4ID hosts community leaders
FORT CARSON, Colo. — Soldiers assigned to 299th Brigade Engineer Battalion, 1st Stryker Brigade Combat Team, 4th Infantry Division, execute an explosive demonstration during the Joint Civilian Orientation Conference visit Oct. 25, 2022, at Fort Carson. Members received instruction from Ivy Soldiers who showed that the division’s ability to outfight the enemy, anywhere and under any conditions, are second to none. (Photo Credit: Scyrrus Corregidor) VIEW ORIGINAL

FORT CARSON, Colo. — American business and community leaders participated in this year’s iteration of the Joint Civilian Orientation Conference (JCOC) with 4th Infantry Division Soldiers Oct. 25, 2022, at Fort Carson.

The JCOC is DOD’s oldest and most prestigious public liaison program. Established in 1948, it is the only Secretary of Defense-sponsored outreach program that enables American business and community leaders to have a full immersive experience with their military.

“We want participants to take this experience back to their communities to show what the 4th Infantry Division does, and there is no better way to explain it than to have experienced the Ivy Division. Participants on the trip saw firsthand what it means for Army units like the 4th Infantry Division to close the final yards,” said Melanie Fonder Kaye, Deputy Assistant to the Secretary of Defense for Strategic Engagement.

Upon arrival, JCOC members participated in a grueling physical fitness challenge, the Mabry Mile. Mabry Mile is a mile-long obstacle course named in honor of George L. Mabry Jr., a Medal of Honor recipient and former Soldier within the ranks of the Ivy division. The course builds cohesion amongst teams and tests physical fitness and mental agility.

“I run 10 miles daily and still found the Mabry Mile to be an exceptional challenge, said Brian Gott, Chief Innovation Officer, The Entertainment Industry Foundation. “I was fatigued and didn’t think I would be able to give a good effort during (the next event) combatives. My trail running doesn’t compare to what I have experienced here. This is next-level stuff. To see the Ivy Soldiers don the gear we put on today and complete the tasks was unbelievable.”

The Mabry Mile was followed with combatives training by the Army’s Lacerda Cup’s first- and second-place championship teams. Both elite teams don the 4ID patch.

“The combatives team taught hand-to-hand combat and showcased fighting skills that are needed for close combat,” said Col. Andrew Steadman, commander, 1st Stryker Brigade Combat Team, 4th Infantry Division.

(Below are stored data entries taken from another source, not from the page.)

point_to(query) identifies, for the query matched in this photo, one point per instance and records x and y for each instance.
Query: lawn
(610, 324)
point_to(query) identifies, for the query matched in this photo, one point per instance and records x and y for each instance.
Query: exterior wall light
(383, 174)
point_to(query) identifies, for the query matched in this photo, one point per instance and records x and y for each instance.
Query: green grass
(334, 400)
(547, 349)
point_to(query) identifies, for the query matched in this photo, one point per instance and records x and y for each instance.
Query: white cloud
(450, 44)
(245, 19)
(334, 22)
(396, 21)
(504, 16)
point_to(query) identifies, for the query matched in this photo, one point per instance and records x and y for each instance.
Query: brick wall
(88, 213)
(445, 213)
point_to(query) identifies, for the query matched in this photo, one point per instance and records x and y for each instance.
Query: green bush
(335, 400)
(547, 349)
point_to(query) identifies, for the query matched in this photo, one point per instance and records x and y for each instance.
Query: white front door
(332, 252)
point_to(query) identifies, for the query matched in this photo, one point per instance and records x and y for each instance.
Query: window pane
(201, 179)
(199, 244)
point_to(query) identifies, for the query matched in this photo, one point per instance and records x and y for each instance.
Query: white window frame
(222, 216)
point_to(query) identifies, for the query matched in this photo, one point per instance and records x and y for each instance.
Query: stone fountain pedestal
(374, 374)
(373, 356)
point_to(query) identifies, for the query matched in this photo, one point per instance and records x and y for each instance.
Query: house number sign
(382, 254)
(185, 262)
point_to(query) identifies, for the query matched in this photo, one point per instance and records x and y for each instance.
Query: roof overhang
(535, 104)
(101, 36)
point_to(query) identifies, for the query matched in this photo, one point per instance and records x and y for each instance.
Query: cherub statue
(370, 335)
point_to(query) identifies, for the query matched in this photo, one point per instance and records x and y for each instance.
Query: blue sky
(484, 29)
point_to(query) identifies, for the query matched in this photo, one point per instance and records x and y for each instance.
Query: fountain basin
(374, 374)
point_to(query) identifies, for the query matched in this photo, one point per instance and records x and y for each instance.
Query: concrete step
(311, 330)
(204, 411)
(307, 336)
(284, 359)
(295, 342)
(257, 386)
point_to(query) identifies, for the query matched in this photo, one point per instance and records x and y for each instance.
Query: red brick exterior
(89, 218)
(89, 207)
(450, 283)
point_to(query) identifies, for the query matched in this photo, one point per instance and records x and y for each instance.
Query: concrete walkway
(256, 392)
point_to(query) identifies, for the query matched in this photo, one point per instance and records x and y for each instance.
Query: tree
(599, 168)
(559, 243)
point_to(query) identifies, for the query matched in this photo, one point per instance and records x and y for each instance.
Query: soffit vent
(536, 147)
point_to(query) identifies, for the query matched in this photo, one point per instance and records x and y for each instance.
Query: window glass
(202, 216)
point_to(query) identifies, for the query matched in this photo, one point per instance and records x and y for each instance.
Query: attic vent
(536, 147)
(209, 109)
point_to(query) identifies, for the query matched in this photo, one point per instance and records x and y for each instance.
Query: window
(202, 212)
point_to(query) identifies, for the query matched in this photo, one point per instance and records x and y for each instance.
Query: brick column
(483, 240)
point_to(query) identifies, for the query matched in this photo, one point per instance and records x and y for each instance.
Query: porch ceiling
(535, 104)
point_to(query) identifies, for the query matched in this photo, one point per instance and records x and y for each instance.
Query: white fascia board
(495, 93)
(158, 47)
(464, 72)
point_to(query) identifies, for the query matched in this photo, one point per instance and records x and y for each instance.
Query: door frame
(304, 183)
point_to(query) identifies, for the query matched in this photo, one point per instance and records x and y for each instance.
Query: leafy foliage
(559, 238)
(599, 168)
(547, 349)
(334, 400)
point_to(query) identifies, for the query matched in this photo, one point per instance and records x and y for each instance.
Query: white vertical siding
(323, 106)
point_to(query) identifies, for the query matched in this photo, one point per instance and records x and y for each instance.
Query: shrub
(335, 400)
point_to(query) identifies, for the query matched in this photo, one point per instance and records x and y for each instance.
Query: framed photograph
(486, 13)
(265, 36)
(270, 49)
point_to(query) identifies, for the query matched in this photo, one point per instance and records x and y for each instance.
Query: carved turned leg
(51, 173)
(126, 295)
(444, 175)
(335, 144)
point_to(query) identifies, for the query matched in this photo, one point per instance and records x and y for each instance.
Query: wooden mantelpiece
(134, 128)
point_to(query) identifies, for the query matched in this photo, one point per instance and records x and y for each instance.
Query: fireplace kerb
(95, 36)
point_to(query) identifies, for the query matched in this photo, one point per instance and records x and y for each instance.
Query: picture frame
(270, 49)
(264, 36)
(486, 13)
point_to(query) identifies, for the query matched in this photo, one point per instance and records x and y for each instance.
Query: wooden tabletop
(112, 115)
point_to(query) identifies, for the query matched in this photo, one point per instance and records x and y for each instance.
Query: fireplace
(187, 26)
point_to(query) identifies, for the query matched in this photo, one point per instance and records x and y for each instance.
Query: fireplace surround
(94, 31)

JCOC participants arrived to the Ivy combatives gym where they were taught basic grappling techniques, such as the modified clinch drill and were embedded into scenario training to test their skills.

The day continued with multiple events to include an aerial tour, live-fire ranges, small arms training, MedEvac hoist operations, and explosives demolition. The last event was Medic and Tactical Combat Casualty Care at the Mission Simulation Training Center (MSTC).

Col. Kareem Paul Montague, Deputy Commanding General for Support, 4th Infantry Division, said the JCOC enables civilians to learn about the 4th Infantry Division’s identity.

“We want to give civilian influencers in the community, a sense of what the Ivy Division and the Army is all about,” Montague said. “Some of the civilians were completely overwhelmed with the expertise of our junior non-commissioned officers. That is Ivy Ready in a perfect demonstration.”

Louise Firestone, General Counsel, Moët Hennessy Louis Vuitton, described the helicopter ride as liberating and feeling free. Firestone also said she was impressed by the flight crew’s attention to detail and methodical safety standards.

Ed Nelson, Whataburger CEO, said medical training in the Army is fast-paced and was worth the experience.

“The Army inspires and creates world-class leadership, Nelson said. “I saw 18-year-old leaders who are making a difference, and I wish I was that person when I was that age.”

The 93rd JCOC unequivocally established a rapport between the military and civilian leadership. JCOC participants got a brief glimpse of what it is like to serve in the U.S. Army and more specifically the 4th Infantry Division.

“We want civilians in academia, sports, industry and entertainment to have a sense of what the Army is all about, that’s our general sense of responsibility, which we have done today,” Montague said. “Today, they had a day in the life of a Soldier experience but at the same time, in doing that, the true spirit of the 4th Infantry Division and the Ivy Soldier presented itself in every way.

“It is an honor (to host JCOC),” Montague continued. “We all have to be in the business of taking advantage of an opportunity to expose people to the military who don’t normally get exposed to it, which is what the JCOC program is all about.